LE10 rpi4-4gb oom errors

  • Setup

    • RPi4 4GB
    • 12TB USB 3.0 Drive
    • LE 10 beta
    • Docker

    I am encountering constant oom events when there is plenty of available ram. The oom-killer can fire as often as every 30 seconds, and it loves to kill kodi. I know I can tell it to avoid killing kodi, but the underlying problem would persist. I've encountered this before on 9.2.6, but not nearly as often as on the new build.


    I do a fresh install of LE10, attach my external USB3 drive, add my media libraries and add any docker image that generates lots of disk io (transmission, rsync, medusa, etc), and after a few minutes the oom-killer will begin decimating my processes every few minutes. My rpi4 memory usage never really goes over 1 GB or so (out of 4GB). I have seen the oom events occur even before docker and Kodi loads. I don't believe that memory fragmentation is a problem, as I always have plenty of 4096kB blocks of DMA and HiMem. I have been beating my head against this, and I believe it is possibly related to USB3 disk writes trigger OOM reaper on Pi 4. Any suggestions on how best to try to debug this?


    I really love the design philosophy of LE and I would rather not shift to a normal distro, but other users report a 64 bit kernel alleviates may oom errors. Would it even be possible for me to compile a 64 bit version of LE for the rpi4 knowing that this would force software x264 decoding and loss of widevine?


    Things I have tried:

    • Enabling cgroups and limiting the docker images to only 256MB (limiting works, but oom persists)
    • "sysctl vm.overcommit_memory=2" This causes the system to crash during boot
    • cron job of "echo 4 > /proc/sys/vm/drop_caches" every minute. This reduces the frequency of oom events, but it doesn't stop them.
    • mucking about with "vm.extfrag_threshold, vm.vfs_cache_pressure, swappiness": no real change
    • Adding a massive swap file: It never gets used.
    • Fresh LE10 install on both a large SD card and a usb 3.0 attached ssd.
    • Even without docker, I believe I have seen one or two oom events, but they are rare.

    Thanks!


  • I've never personally seen this before and would likely consider it a kernel bug.

  • Edit: Disregard this, this only delayed the problems for an extra hour or so before the oom-killer kicked in.



    I have tried tons of things to fix this, and I believe I have finally cracked it. I am fairly certain that adding these two lines to my autostart.sh has stopped the condition that summons the oom-killer. Naturally, there is still some underlying problem that is merely sidestepped here.


    Code: /storage/.config/autostart.sh
    sysctl vm.dirty_background_ratio=5
    sysctl vm.dirty_ratio=8


    Details:

    I found that before the oom killer was invoked, the kernel process kswapd0 was using %100 cpu. I found that if the caches were flushed via echo 4 > /proc/sys/vm/drop_caches, it resolved the problem temporarily. This led me to mess with the cache ratios to force the system to keep the caches as empty as possible.

  • I have the exact same config, and the exact same issue.


    I've noticed it happens when there is a lot of I/O activity to my external HDD, either when downloading big files or when playing back those files through Kodi. It does seem related to the issue you linked on the raspberry github.


    I'm still investigating this too, but you're not alone !


    EDIT:


    Tried to put arm_64bit=1 in config.txt to enable 64bit kernel mode, but it didn't work (RPi stuck after boot, LE doesn't seem to support that).

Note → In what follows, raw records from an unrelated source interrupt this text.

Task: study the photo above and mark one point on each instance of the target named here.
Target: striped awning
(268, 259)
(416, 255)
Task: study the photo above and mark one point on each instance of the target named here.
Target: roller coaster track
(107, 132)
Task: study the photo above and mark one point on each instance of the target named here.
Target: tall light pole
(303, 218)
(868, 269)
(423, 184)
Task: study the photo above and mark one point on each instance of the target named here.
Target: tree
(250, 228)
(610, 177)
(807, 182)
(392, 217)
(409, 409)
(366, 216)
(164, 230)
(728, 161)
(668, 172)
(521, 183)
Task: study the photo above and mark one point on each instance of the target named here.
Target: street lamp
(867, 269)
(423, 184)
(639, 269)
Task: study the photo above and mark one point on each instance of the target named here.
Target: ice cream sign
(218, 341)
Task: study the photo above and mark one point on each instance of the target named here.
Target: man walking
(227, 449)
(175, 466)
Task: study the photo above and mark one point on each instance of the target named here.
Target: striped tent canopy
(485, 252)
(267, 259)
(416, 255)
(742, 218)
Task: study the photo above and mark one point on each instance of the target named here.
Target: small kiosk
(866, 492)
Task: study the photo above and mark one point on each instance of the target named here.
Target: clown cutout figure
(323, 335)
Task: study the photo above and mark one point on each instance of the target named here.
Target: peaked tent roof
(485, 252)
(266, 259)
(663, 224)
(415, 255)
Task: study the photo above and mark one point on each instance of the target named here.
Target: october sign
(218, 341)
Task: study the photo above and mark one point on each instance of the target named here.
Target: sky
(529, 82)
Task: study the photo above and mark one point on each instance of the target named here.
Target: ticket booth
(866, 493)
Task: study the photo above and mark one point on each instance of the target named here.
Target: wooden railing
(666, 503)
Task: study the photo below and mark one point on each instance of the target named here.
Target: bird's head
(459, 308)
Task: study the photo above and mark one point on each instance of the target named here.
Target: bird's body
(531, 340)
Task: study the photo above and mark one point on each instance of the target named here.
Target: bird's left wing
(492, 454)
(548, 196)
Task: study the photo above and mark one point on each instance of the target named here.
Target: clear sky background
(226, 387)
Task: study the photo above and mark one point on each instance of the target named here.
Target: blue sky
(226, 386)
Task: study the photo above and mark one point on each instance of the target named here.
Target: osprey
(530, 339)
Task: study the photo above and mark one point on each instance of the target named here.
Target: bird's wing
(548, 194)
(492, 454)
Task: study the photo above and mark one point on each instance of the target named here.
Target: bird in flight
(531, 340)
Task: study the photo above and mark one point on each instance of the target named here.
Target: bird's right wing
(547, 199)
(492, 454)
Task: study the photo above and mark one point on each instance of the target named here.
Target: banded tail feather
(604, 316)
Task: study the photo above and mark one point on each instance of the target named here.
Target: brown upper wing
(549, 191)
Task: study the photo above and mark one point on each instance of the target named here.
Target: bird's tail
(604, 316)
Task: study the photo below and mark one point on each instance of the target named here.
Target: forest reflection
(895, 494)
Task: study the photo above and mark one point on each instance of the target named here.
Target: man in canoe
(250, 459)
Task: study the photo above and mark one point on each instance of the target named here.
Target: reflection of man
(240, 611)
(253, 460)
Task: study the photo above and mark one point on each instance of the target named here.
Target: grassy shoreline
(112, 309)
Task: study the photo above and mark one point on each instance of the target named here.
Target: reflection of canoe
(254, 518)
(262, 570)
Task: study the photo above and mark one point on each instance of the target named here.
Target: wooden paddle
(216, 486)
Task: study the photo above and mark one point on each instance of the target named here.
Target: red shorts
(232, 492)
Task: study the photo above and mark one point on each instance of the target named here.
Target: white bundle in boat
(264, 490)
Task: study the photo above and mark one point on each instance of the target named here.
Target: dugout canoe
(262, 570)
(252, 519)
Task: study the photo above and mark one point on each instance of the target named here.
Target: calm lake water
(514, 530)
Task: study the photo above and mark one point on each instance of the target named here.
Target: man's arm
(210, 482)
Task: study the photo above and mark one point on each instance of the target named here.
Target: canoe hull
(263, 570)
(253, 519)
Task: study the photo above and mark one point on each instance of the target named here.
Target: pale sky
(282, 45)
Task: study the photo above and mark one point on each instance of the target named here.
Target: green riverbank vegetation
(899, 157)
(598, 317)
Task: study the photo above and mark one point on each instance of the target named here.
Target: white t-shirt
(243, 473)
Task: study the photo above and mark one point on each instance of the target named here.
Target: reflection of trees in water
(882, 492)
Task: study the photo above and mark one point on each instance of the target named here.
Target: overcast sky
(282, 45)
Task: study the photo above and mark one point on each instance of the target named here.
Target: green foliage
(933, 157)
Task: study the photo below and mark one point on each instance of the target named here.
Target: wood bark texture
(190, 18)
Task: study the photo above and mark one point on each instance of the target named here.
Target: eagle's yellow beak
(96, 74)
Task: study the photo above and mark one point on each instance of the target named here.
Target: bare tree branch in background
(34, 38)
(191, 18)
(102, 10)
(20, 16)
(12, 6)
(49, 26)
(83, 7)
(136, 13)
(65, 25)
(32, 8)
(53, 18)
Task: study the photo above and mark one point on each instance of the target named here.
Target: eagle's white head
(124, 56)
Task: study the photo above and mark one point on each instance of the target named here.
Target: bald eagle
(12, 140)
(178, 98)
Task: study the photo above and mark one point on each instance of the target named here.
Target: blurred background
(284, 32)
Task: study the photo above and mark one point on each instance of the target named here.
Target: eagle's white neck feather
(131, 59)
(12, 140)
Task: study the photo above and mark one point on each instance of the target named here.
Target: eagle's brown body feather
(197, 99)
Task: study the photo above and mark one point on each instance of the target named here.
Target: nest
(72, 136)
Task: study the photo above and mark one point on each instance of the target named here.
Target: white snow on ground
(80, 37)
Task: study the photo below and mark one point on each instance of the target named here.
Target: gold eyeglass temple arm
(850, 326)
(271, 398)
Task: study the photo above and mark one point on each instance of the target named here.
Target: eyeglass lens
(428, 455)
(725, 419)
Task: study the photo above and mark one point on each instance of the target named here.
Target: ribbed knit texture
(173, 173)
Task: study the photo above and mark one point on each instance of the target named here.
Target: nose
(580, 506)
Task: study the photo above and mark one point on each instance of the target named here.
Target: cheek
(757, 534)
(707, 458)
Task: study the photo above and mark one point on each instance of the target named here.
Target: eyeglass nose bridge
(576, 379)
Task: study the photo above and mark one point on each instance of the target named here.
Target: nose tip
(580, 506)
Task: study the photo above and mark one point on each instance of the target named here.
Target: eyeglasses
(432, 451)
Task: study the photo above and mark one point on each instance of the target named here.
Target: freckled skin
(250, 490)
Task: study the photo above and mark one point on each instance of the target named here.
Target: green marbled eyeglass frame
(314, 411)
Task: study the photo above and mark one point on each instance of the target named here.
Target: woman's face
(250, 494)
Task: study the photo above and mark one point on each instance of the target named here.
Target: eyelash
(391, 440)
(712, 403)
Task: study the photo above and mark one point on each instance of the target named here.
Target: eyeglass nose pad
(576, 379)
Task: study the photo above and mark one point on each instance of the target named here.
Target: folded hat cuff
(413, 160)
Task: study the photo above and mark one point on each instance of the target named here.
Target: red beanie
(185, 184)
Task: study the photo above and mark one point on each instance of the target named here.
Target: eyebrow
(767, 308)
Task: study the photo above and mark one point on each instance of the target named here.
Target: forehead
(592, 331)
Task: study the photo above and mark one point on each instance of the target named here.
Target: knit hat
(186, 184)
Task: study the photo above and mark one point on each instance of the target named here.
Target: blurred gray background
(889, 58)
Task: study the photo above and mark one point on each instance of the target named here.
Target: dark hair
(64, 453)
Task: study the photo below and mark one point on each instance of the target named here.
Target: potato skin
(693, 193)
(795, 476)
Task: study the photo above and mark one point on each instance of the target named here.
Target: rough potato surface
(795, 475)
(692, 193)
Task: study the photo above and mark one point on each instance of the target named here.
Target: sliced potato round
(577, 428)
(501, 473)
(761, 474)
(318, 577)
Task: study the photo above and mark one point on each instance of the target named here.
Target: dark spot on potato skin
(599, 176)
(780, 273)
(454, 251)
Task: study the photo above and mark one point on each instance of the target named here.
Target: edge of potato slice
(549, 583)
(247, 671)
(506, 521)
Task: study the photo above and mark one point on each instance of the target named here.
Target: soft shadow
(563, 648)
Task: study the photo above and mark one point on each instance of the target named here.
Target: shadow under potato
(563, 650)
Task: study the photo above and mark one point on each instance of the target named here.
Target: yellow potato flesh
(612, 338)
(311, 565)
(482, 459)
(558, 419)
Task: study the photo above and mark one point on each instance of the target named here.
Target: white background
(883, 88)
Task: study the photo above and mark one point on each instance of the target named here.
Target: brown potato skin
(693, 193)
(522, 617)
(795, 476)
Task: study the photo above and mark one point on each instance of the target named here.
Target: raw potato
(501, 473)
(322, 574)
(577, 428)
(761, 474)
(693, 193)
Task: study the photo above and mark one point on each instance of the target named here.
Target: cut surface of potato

  • For what it's worth, I mitigated the issue by moving the external HDD to a USB 2.0 port and limiting my download speed to 10 MB/s. It seems the best way to prevent the issue it to not do a lot of I/O, so not ideal at all but at least I can use the system again. I'm still having trouble unrar-ing a large 30 GB files though.

  • For what it's worth, I mitigated the issue by moving the external HDD to a USB 2.0 port and limiting my download speed to 10 MB/s. It seems the best way to prevent the issue it to not do a lot of I/O, so not ideal at all but at least I can use the system again. I'm still having trouble unrar-ing a large 30 GB files though.

    I am not even sure it is limited to USB usage. I setup a second rpi4 as an nfs, and ran a docker torrent client on Libreelec accessing its share over samba, and I still got the error. This is backed up by this comment on github where a user is able to reliably trigger the error with a script that employs a using a virtual filesystem. Oh, I see that you are already participating in that issue thread.


    My rpi4 running raspbian with the 64-bit kernel handles these docker containers without breaking a sweat. I would very much like to address this somehow, but at this point, I am not sure where to start. It seems that this is unlikely to be fixed in the 32-bit kernel upstream when arm_64bit=1 works in most use cases.